Today, gentlefolk of RPS, I intend to make a case for a new PC. Case for a new PC, geddit? Sigh. Anyway, the other day I was aboard the good ship PC Format Magazine, still steering a firm and true course through the marketing-infested waters of PC hardware and gaming and like all worthy vessels, er, unapologetically made of wood. Or maybe it's pressed peanut sweepings these days. Whatever, I happened upon none other than the latest revision of BitFenix Prodigy, the Prodigy M, a PC case I've always liked the look of but never had the chance to poke around. Turns out it's a very nice little item indeed. There's been plenty of talk about Steam Boxes and ultra small-form-factor rigs round these parts, but less on the arguably more practical topic of cases in general and what makes for the best compromise in terms of form factors. So, let's talk.
What I'm not going to do is review some cases. That would be duller than a console-port press launch and if you want to read a 63-page review of a PC case, that dubious desire is already well catered for. Instead, let's chuck a few ideas around and hopefully light the touch paper for a discussion below. Between you and we, the force should be strong in terms of collective real-world experience with cases.
Keeping the feeble pun theme alive, the biggest issue for me is size. Niche variations aside, there are three basic options that derive from motherboard form factors. Full ATX, microATX and mini-ITX. The first is just your vanilla tower PC, the second a sort of tweener that fits more neatly on a desk but isn't trying to be uber teeny. The latter is all about crushing your PC down to Lilliputian proportions.
From a purely technological perspective, mini-ITX is the sexiest. That's probably why I liked the Intel NUC despite it not actually being hugely plausible as an all-round PC. The sense of high-density tech is tangible and seductive.
But for me, there are simply too many compromises with going that small. Sure, you can have a mini-ITX rig with proper discrete graphics and all that noise. But you're often painting yourself into a very tight corner regards spec and expansion. And to what end?
In the context of microATX systems, to no terribly compelling end as far as I can see. Certainly, nothing beyond a little less desktop space consumed.
I do actually like the idea of having my desktop PC actually on my desktop. It's probably pure fancy, but it feels like it will stay cleaner and take less abuse up top than on the floor at boot-bothering level. And there are plenty of microATX cases that are small enough for reasonable desktop deployment.
They also feel about right in terms of the balance between practicality and component density. Full ATX rigs are big, clunky and mostly air, mini-ITX gives you too few options, microATX is the Goldilocks rig.
Bigging up the BitFenix
And what of the BitFenix Prodigy M? Well, its physical bearing doesn't quite pay out on the promise of its mini PowerMac G5 looks in PR pictures. It's clad in plastic and painted pressed steel, not Appley anodised alloy, after all. This particular example appears to have been studiously colour-matched with a '90s 286 corporate PC, which doesn't help much, either.
But it's not half bad, even so. It's plastered in neat little touches, like the re-routing of the kettle socket on the power supply to allow for reorientation of same, multiple mounting points for SSDs and an easy-access pop-open grille up top.
Generally, it gives the impression of being designed by people who want the same things we do from a PC case. PC Format's Dep Ed Dave James has had a closer look at the Prodigy M and given it the thumbs up, (full review for those interested in the next issue of PC Format). He reckons it's nice to work with when doing a rig build and has good airflow for cooling.
Inevitably, you'll have to make a few compromises compared to full ATX. If you want to fit a 240mm water cooling rad, you can kiss goodbye to the optical drive. Ditto if you want to run dual graphics cards. That said, you can have a 120mm water cooler and an optical drive or dual graphics, so there are still options.

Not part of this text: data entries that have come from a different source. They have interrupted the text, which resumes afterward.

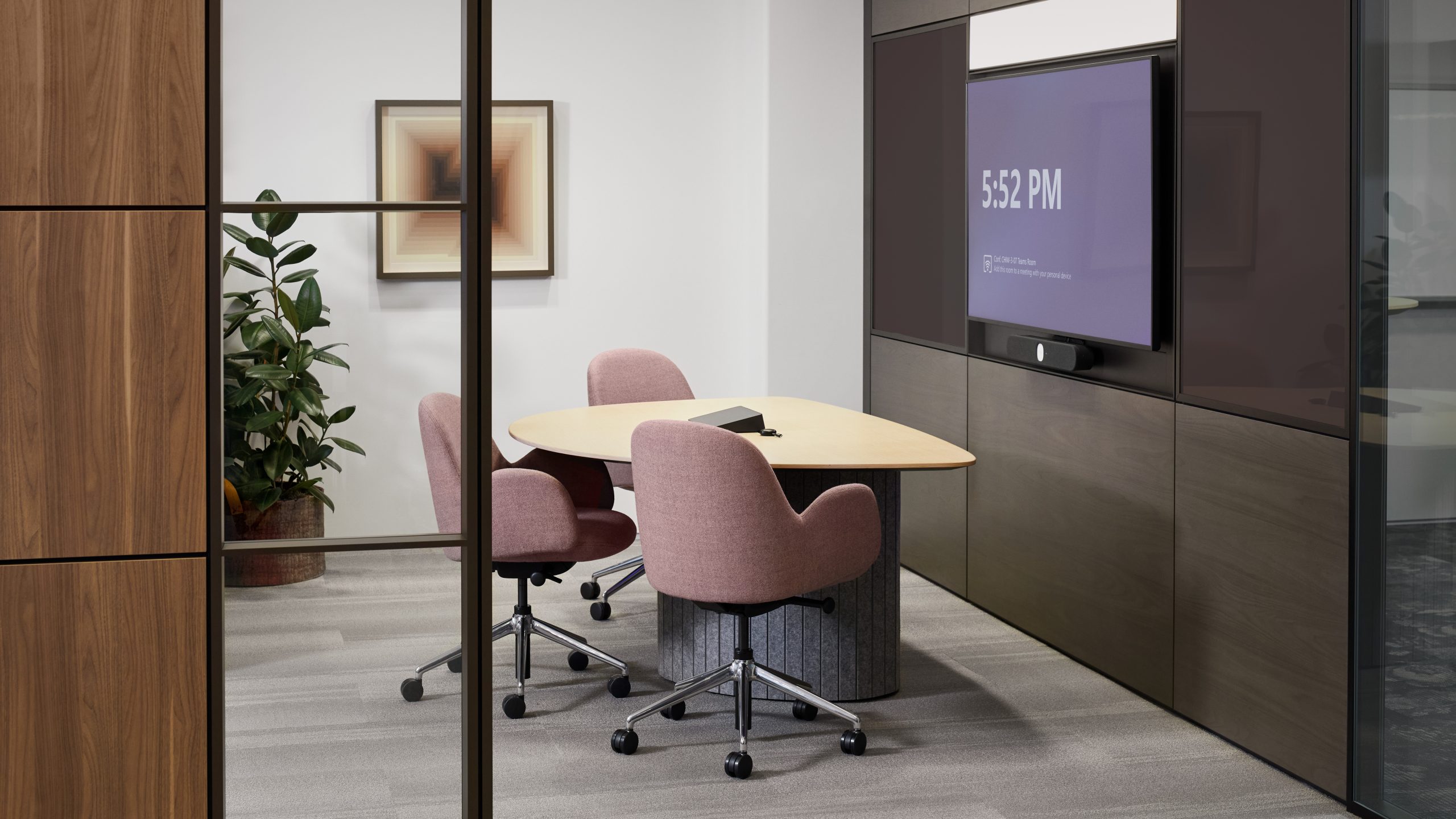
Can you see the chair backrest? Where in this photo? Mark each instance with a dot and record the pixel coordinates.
(628, 377)
(440, 432)
(714, 521)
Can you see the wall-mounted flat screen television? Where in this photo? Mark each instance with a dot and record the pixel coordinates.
(1060, 201)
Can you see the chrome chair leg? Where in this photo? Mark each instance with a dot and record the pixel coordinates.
(437, 662)
(805, 696)
(742, 674)
(576, 643)
(617, 568)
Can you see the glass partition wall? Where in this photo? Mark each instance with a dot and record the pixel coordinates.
(1405, 461)
(346, 308)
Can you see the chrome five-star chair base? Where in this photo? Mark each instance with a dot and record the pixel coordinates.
(742, 672)
(523, 624)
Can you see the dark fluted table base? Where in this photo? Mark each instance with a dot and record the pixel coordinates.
(849, 655)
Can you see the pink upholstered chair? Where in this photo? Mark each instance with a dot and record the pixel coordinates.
(718, 531)
(548, 512)
(628, 377)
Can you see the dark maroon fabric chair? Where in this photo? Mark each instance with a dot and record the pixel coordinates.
(718, 531)
(628, 377)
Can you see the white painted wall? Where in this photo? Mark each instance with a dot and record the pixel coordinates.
(299, 88)
(816, 200)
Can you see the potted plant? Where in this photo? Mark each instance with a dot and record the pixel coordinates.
(279, 436)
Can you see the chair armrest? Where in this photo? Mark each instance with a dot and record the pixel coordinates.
(587, 481)
(843, 532)
(531, 514)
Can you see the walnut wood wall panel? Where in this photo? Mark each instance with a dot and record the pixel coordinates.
(1070, 518)
(925, 388)
(102, 102)
(1263, 597)
(104, 690)
(102, 424)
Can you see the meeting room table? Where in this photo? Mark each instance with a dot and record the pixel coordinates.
(851, 653)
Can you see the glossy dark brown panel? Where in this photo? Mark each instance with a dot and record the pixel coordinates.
(895, 15)
(1265, 209)
(919, 185)
(1070, 518)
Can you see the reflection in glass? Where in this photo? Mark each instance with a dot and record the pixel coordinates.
(316, 725)
(1407, 680)
(324, 365)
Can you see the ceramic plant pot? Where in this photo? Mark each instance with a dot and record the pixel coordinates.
(287, 519)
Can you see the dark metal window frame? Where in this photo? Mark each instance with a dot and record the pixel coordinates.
(475, 502)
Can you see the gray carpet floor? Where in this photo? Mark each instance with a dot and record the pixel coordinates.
(987, 723)
(315, 723)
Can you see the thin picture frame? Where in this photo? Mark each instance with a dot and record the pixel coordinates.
(380, 222)
(551, 190)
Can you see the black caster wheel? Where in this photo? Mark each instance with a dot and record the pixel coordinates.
(514, 706)
(412, 690)
(739, 766)
(623, 741)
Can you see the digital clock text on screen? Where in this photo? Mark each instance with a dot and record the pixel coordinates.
(1040, 183)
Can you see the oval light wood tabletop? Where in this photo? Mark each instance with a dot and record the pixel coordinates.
(816, 436)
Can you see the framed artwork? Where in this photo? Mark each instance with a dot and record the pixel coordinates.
(417, 144)
(522, 197)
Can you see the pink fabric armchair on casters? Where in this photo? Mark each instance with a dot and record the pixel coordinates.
(719, 532)
(548, 512)
(628, 377)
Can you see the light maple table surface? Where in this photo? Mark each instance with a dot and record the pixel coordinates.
(816, 436)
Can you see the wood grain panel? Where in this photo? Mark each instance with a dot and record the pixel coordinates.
(104, 102)
(104, 690)
(932, 527)
(925, 388)
(1070, 518)
(918, 387)
(104, 417)
(1263, 570)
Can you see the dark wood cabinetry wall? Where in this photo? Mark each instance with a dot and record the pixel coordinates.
(1187, 538)
(102, 408)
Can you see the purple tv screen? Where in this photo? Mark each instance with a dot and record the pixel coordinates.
(1060, 201)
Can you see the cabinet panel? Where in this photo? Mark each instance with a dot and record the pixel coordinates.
(1263, 595)
(104, 690)
(102, 428)
(932, 527)
(918, 387)
(104, 102)
(925, 388)
(1265, 209)
(1070, 518)
(919, 185)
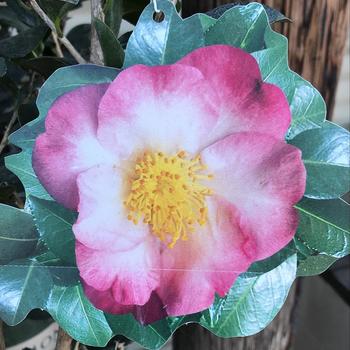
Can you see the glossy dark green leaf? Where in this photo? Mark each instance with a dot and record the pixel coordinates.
(24, 285)
(72, 1)
(307, 105)
(3, 67)
(23, 43)
(63, 274)
(63, 80)
(324, 226)
(75, 314)
(241, 26)
(154, 43)
(54, 224)
(21, 165)
(272, 14)
(44, 65)
(18, 235)
(113, 53)
(273, 261)
(252, 303)
(310, 265)
(326, 155)
(152, 336)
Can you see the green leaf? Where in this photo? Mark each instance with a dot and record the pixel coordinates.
(310, 265)
(21, 165)
(9, 18)
(273, 261)
(54, 224)
(75, 314)
(44, 65)
(252, 303)
(24, 13)
(152, 336)
(324, 226)
(154, 43)
(23, 43)
(241, 26)
(61, 274)
(307, 105)
(3, 67)
(63, 80)
(113, 53)
(326, 155)
(18, 235)
(113, 11)
(272, 14)
(24, 285)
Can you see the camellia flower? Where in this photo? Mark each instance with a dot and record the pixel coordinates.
(181, 178)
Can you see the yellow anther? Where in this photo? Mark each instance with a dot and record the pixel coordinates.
(167, 194)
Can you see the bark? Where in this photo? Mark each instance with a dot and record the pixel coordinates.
(96, 55)
(317, 37)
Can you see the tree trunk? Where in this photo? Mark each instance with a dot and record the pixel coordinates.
(317, 37)
(277, 336)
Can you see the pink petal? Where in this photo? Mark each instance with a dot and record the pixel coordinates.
(69, 144)
(165, 108)
(245, 102)
(208, 263)
(131, 275)
(151, 312)
(263, 177)
(102, 222)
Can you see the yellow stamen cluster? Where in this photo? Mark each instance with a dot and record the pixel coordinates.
(166, 194)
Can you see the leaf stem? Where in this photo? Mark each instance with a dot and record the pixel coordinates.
(96, 55)
(4, 139)
(62, 39)
(57, 44)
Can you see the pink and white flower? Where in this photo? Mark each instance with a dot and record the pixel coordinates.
(181, 178)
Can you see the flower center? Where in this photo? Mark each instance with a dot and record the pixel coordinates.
(166, 192)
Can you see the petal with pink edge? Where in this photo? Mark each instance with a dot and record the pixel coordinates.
(207, 263)
(165, 108)
(130, 275)
(102, 222)
(151, 312)
(69, 144)
(263, 177)
(245, 102)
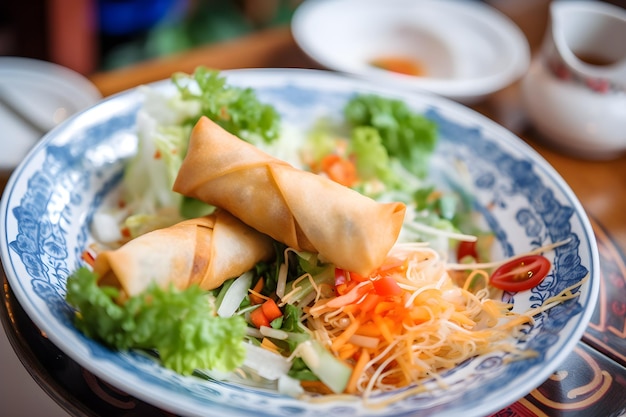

Oh, and those PowerMac-aping hoops are a bit, well, spongey, which means you'll probably want to remove the bottom pair to aid stability, only to find the exposed chassis bottom could do with some rubber feet. But it's not a deal breaker.
Nor is the BitFenix the only option, which is where you guys come in. What weird and wonderful cases are you running? Let's spread the wisdom around.
In the meantime, it'll be interesting to see how the PC case market develops over the next year or so. I've always been a little disappointed by the quality of the available options. Frankly, a rather adolescent undercurrent has usually infused the design ethos for most cases over the years. That or simply cheapo shonkiness.
I suppose ye olde Shuttle PCs were are fairly grown up, but they also always felt expensive for what they were. But now we have Valve pimping the Steam Box thing and Nvidia putting some cash into the smaller form factor market with its Art-of-Gaming initiative, maybe we'll see a little innovation and some more cases worthy of desktop pride.